A la manière des tests psychologiques de Rorschach, Annette Messager signe à l'encre sur du papier qui sera ensuite plier. Ce geste créera de larges taches noires et leurs formes aléatoires feront naître, à chaque opération, la surprise. La signature disparaît. L'artiste s'inflige cette pratique chaque jour durant un mois. La production d'un court texte, tel un décryptage, sera placé sous l'image. Texte et image, fruit d'une journée, seront encadrés. Les 31 dessins forment un album. Les textes illustrent les taches mettant en scène une vie imaginaire mêlant humour et dérision.
« Aujourd'hui je dois me laver les cheveux. Ce personnage aux yeux très noirs et à la chevelure très compliquée, c'est moi, je dois me maquiller et me soigner beaucoup physiquement, ou alors c'est mon cerveau, ma tête qui éclate. Mauvaises et sombres pensées. Regard fixe et sans joie. - dimanche 6 mai »

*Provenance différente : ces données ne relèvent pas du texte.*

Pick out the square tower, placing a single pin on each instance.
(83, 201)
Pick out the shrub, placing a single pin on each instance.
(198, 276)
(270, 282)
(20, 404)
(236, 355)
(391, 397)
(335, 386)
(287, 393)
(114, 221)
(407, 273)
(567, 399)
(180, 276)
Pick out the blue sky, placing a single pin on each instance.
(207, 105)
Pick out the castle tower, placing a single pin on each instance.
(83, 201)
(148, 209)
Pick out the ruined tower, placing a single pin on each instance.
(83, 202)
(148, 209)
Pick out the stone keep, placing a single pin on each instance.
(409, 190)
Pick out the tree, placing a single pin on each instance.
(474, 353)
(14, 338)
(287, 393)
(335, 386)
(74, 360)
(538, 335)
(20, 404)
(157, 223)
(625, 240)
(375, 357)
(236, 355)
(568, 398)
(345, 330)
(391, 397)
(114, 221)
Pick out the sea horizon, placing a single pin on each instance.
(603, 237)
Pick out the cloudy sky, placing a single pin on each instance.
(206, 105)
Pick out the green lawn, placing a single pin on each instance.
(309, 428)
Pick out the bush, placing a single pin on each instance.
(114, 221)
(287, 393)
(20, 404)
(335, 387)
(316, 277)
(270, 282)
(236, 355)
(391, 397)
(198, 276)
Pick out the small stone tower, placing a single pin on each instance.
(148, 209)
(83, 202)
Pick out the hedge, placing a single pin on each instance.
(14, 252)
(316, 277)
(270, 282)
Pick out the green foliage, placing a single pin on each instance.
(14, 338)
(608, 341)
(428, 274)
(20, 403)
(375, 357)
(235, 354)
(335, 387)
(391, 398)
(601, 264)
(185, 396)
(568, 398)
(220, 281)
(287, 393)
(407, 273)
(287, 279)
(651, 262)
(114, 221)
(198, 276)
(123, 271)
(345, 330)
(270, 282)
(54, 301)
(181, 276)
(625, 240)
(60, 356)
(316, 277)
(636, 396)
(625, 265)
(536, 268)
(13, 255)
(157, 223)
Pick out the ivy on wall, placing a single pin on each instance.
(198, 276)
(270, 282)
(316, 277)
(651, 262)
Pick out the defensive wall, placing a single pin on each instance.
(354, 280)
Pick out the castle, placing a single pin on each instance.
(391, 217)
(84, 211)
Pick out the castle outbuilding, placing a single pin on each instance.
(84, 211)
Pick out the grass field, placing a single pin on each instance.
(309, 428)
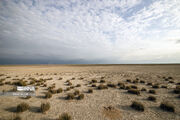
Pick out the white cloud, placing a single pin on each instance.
(90, 30)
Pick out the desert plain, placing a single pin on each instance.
(105, 88)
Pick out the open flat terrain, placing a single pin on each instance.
(108, 90)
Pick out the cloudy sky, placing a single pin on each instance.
(89, 31)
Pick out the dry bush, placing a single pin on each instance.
(16, 117)
(112, 85)
(134, 91)
(22, 107)
(102, 81)
(48, 95)
(78, 85)
(52, 91)
(70, 96)
(137, 106)
(45, 107)
(68, 88)
(128, 80)
(94, 81)
(142, 81)
(152, 91)
(80, 97)
(149, 84)
(127, 87)
(90, 90)
(101, 86)
(93, 85)
(155, 86)
(152, 98)
(167, 107)
(171, 81)
(163, 86)
(135, 81)
(76, 92)
(64, 116)
(134, 87)
(59, 90)
(143, 89)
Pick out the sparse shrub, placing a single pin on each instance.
(142, 81)
(143, 89)
(152, 98)
(69, 83)
(120, 84)
(149, 84)
(8, 82)
(48, 95)
(177, 90)
(134, 87)
(59, 90)
(101, 86)
(128, 87)
(152, 91)
(90, 90)
(71, 87)
(171, 81)
(128, 80)
(20, 83)
(135, 81)
(76, 92)
(68, 88)
(27, 97)
(134, 91)
(53, 91)
(78, 85)
(45, 107)
(22, 107)
(137, 106)
(102, 81)
(70, 96)
(167, 107)
(94, 81)
(64, 116)
(93, 85)
(17, 117)
(170, 77)
(163, 86)
(111, 85)
(80, 97)
(155, 86)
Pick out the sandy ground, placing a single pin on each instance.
(93, 106)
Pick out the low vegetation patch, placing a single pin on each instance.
(45, 107)
(90, 90)
(48, 95)
(137, 106)
(167, 107)
(65, 116)
(59, 90)
(22, 107)
(70, 96)
(152, 91)
(80, 97)
(101, 86)
(134, 91)
(152, 98)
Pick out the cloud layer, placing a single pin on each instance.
(90, 31)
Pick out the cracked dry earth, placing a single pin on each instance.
(106, 104)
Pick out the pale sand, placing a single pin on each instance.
(92, 106)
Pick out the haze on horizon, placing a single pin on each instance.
(89, 31)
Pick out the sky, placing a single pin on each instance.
(89, 31)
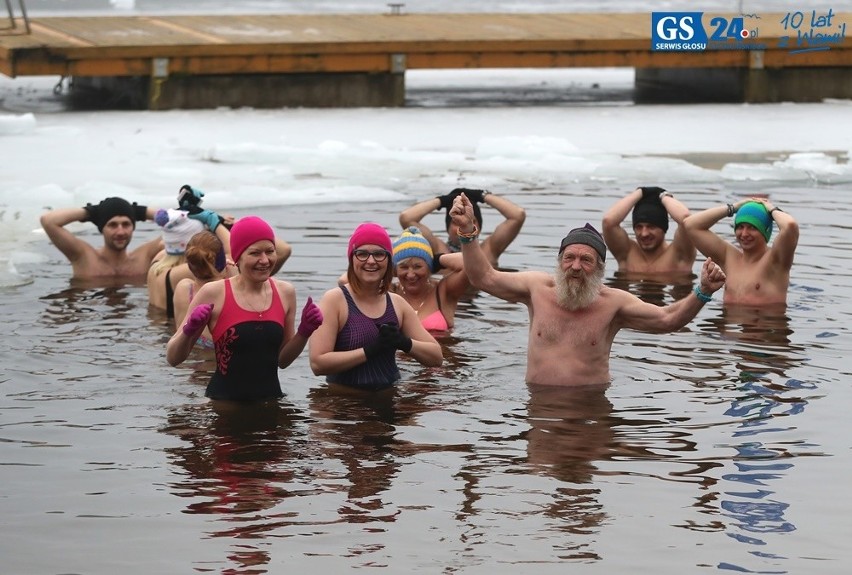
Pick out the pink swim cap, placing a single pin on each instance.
(369, 233)
(247, 231)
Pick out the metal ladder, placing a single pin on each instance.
(13, 24)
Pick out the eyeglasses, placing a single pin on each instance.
(363, 255)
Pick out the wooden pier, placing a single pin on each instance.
(271, 60)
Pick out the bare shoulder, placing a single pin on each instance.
(285, 287)
(332, 296)
(211, 290)
(617, 296)
(536, 278)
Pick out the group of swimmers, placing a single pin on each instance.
(217, 279)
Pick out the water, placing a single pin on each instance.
(723, 446)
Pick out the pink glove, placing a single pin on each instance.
(311, 319)
(198, 319)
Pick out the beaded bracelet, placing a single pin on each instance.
(469, 237)
(703, 297)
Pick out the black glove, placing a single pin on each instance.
(92, 214)
(397, 339)
(141, 212)
(651, 192)
(475, 196)
(381, 345)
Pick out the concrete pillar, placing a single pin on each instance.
(753, 85)
(342, 90)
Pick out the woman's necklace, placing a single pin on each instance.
(259, 312)
(423, 300)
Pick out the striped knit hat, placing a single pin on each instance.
(412, 244)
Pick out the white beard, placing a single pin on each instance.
(577, 293)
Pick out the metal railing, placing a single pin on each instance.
(12, 24)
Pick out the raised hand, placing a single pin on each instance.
(208, 218)
(198, 319)
(651, 192)
(311, 319)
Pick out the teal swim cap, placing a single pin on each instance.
(755, 214)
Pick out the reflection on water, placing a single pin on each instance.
(237, 459)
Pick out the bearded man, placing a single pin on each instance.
(573, 316)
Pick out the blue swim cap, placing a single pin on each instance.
(755, 214)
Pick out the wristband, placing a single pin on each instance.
(702, 297)
(469, 237)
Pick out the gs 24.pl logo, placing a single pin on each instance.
(684, 31)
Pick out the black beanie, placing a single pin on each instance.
(651, 211)
(477, 213)
(111, 207)
(586, 235)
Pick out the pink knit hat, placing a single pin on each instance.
(247, 231)
(368, 233)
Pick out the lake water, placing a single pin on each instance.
(723, 446)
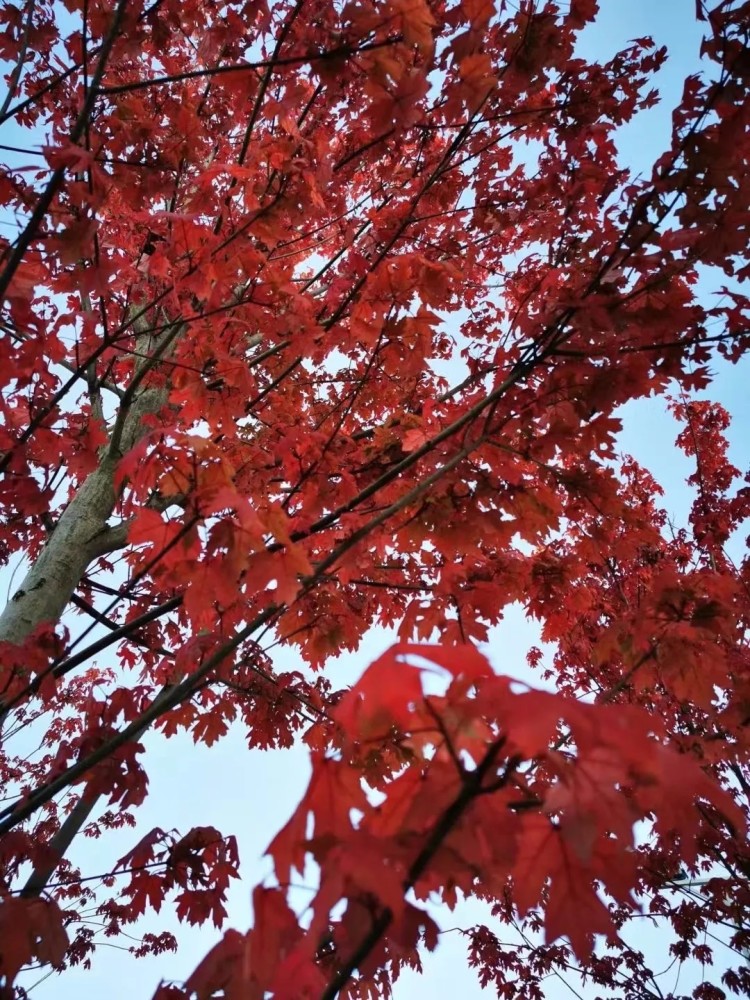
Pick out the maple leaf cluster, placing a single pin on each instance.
(319, 316)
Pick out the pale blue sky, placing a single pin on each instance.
(251, 794)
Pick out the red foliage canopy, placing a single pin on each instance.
(319, 315)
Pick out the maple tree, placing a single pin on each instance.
(249, 240)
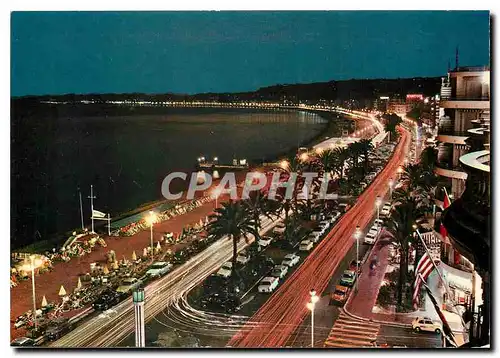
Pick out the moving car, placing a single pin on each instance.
(229, 303)
(426, 324)
(291, 260)
(128, 285)
(106, 300)
(305, 245)
(159, 269)
(226, 269)
(265, 241)
(348, 278)
(386, 210)
(22, 342)
(279, 228)
(242, 258)
(268, 284)
(279, 271)
(340, 294)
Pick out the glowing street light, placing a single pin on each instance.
(391, 186)
(151, 220)
(378, 202)
(357, 236)
(34, 263)
(310, 305)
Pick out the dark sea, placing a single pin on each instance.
(125, 154)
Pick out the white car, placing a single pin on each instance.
(370, 238)
(305, 245)
(159, 269)
(386, 210)
(265, 241)
(291, 260)
(279, 228)
(279, 271)
(242, 258)
(313, 237)
(268, 284)
(226, 269)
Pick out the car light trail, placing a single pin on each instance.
(276, 320)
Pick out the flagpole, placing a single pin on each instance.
(81, 208)
(441, 278)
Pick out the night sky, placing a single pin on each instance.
(182, 52)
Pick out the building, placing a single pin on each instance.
(413, 100)
(466, 141)
(465, 99)
(398, 106)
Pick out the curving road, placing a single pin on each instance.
(108, 330)
(276, 320)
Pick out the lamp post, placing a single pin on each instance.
(310, 305)
(152, 219)
(357, 236)
(378, 202)
(32, 260)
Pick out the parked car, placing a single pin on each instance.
(159, 269)
(229, 303)
(426, 324)
(339, 295)
(279, 271)
(279, 228)
(305, 245)
(265, 241)
(242, 258)
(226, 269)
(348, 278)
(268, 284)
(128, 285)
(106, 300)
(22, 342)
(291, 260)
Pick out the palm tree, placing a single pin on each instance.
(234, 220)
(365, 146)
(401, 226)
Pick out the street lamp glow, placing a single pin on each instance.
(378, 202)
(311, 305)
(151, 219)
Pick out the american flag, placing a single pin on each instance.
(422, 272)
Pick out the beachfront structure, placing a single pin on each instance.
(467, 220)
(465, 98)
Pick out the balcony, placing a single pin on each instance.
(449, 171)
(464, 102)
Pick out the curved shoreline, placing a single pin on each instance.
(330, 127)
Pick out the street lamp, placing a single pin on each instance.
(310, 305)
(215, 195)
(357, 236)
(378, 202)
(151, 218)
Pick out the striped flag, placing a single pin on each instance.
(448, 334)
(422, 272)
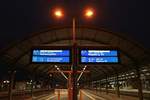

« Aujourd'hui ma silhouette est tout en haut, 2 serpents veulent me mordre les bras, me prendre. Je ne sens au dessus de tout malgré ces 2 personnes qui me veulent du mal - samedi 12 mai »
Cette pratique répétitive prend la forme d'un rituel aux vertus thérapeutique. Entre images attendues de la femme, stéréotypes et folie, le spectateur est accompagné de sentiments multiples tout au long de sa lecture.
L'empreinte est la plus vieille manière au monde de fabriquer des images. Qu'elles soient réalisées par contact ou à distance (photographie), « l'empreinte est une trace laissée d'un corps physique sur une surface ou un autre corps 1. » Comment un procédé aussi ancien a pu autant attirer les artistes contemporains ? Dès lors, en quoi faire une empreinte devient-il un geste artistique ?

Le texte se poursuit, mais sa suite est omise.